Co-existing with Voices by Golya Mirderikvand

It was exactly four years ago when my voice hearing experience first started. Dazed, confused, and convinced that spiritual beings were communicating with me, I was taken to the psychiatric ward of our local hospital, where I was certified for about two weeks. If you were to tell me then that these voices would still be around a few years later, I probably would not have believed you. I always regarded this experience as temporary and something that will come to pass; a short-lived spiritual training as I thought of it then.

The magical reality and beliefs I had come to accept, came to an abrupt end when I was given a mental health diagnosis by the medical community. Trying hard to make sense of my new experiences solely based on the medical model was a harsh new reality. After several months of various pharmaceutical drug treatments, I became disillusioned that the medical model alone was going to “fix” me. The voices were always there, constantly, no matter what medication or dose I was on. Thankfully, I caught on with the Hearing Voices Movement at a fairly early stage on my journey of recovery. I reached out to my nurse and asked that she put me in touch with a support group where I would be able to connect with other voice hearers. I went to the Hearing Voices Study Club and felt extremely relieved to connect with other people who had similar lived experiences. This group is a safe and welcoming space for people to share their experiences and alternative strategies that work for them. It was learning about these alternative approaches that gave me new tools to work with and ultimately healed me.

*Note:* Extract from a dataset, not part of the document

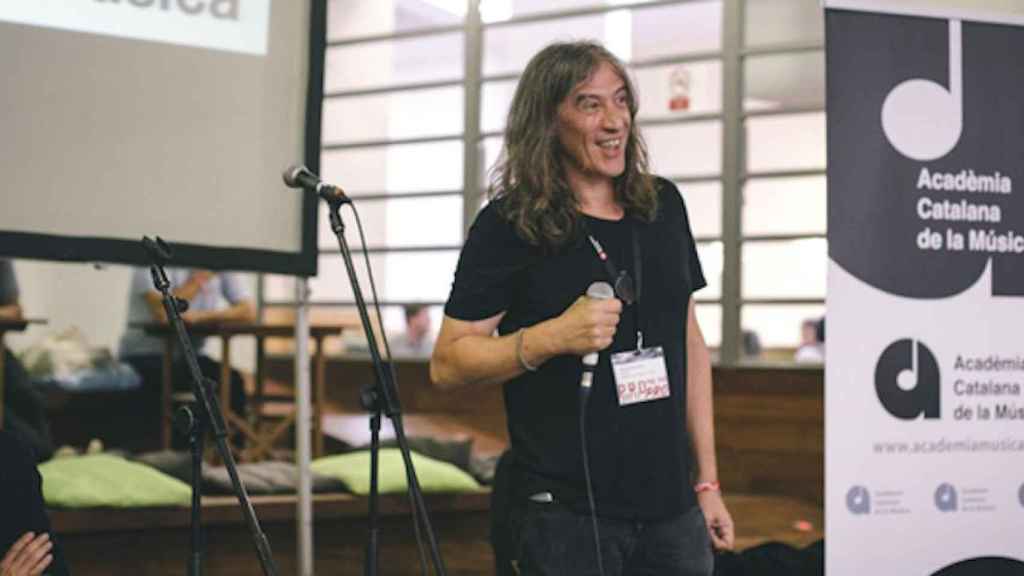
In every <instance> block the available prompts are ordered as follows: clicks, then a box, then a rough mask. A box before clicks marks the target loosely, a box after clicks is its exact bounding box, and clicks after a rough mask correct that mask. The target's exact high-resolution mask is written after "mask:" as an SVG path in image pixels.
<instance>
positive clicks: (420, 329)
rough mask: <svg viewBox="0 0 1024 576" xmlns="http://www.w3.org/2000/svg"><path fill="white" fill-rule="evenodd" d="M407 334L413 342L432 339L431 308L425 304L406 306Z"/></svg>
mask: <svg viewBox="0 0 1024 576" xmlns="http://www.w3.org/2000/svg"><path fill="white" fill-rule="evenodd" d="M403 308H404V312H406V334H407V336H408V337H409V340H410V341H411V342H421V341H423V340H424V339H426V338H429V337H430V308H428V307H427V306H425V305H423V304H406V306H403Z"/></svg>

 I came to realize that the content of my voices actually matter and that they cannot be just silenced with medication. It was extremely helpful to talk about the content of my voices with a therapist who helped me deconstruct them and get at the root of the underlying messages, which were often times linked to my insecurities and core beliefs. I learned to engage with my voices constructively and set clear boundaries. In short, I have learned to co-exist with my voices. I no longer reject the experience and by accepting it, I have managed to establish an amicable co-operative relationship where there’s mutual trust and respect. These days, rather than talking to me and distracting me all the time, my voices pick certain pre-established times of the day to chat with me. I welcome this and let them have their moment. I feel in complete control of the experience and can simply turn it off when I don’t want it around. Why might I still want this experience around, you might ask, if I can very well make it go away? Well, this brings me to another important point: this experience can be made into a positive one. There is a good percentage of people out there who hear voices and have come to see their experience as life enhancing and valuable.

 Thanks to these alternative approaches that I have learned from other experts by experience, I have been able to live a full, engaging, and meaningful life, which involves me working full time and being an active member of my community.

My Journey with the Hearing Voices Network by KC Pearcey

I first discovered The Hearing Voices Network after speaking with my sister about my voice hearing experiences in the autumn of 2012. She looked up resources and information for me as she wanted to help me.

Looking up the Intervoice website brought me to The Hearing Voices Network. Suddenly I became aware of the fact that I was not alone and many people have similar beliefs as I do regarding their voice hearing experiences. Every time I was told I have a mental illness I felt stigmatized and invalidated. The Hearing Voices Network website validated my beliefs and my right to have them.

Early in 2013, my mental health team pointed me to The Voices and Visions group at Grandview Woodlands Mental Health Team. I started attending that group and it was the first time I had met other voice hearers. The group is a Hearing Voices Network group and adheres to their guidelines and principles.

In 2016 I took Peer Group Facilitator training and in 2017 I took Peer Support Worker training. I had decided I would enquire about volunteering for The Voice and Visions group at Grandview Woodlands when my social worker sent me a job posting for a position being advertised for that group. I immediately applied and was called for an interview. My interview was successful and I was hired for the position of co-facilitator.

I have been co-facilitating for The Voices and Visions group at Grandview Woodlands for about a year and half. I also have and am co-facilitating other Voices and Visions groups. I find it tremendously rewarding to be of service to other folks with their voice hearing experiences. Providing a safe space to share their stories and beliefs is of the utmost importance to me. Highlighting the group guidelines during each session is so validating as we always remind people that their beliefs are right for them and that we make no assumption of illness. This may be the first time anyone has ever said that to them.

Often-times attendees express their gratitude about this. All in all my journey with The Hearing Voices Network has had an extremely positive impact on my life and a blessing that I wouldn’t change for anyone.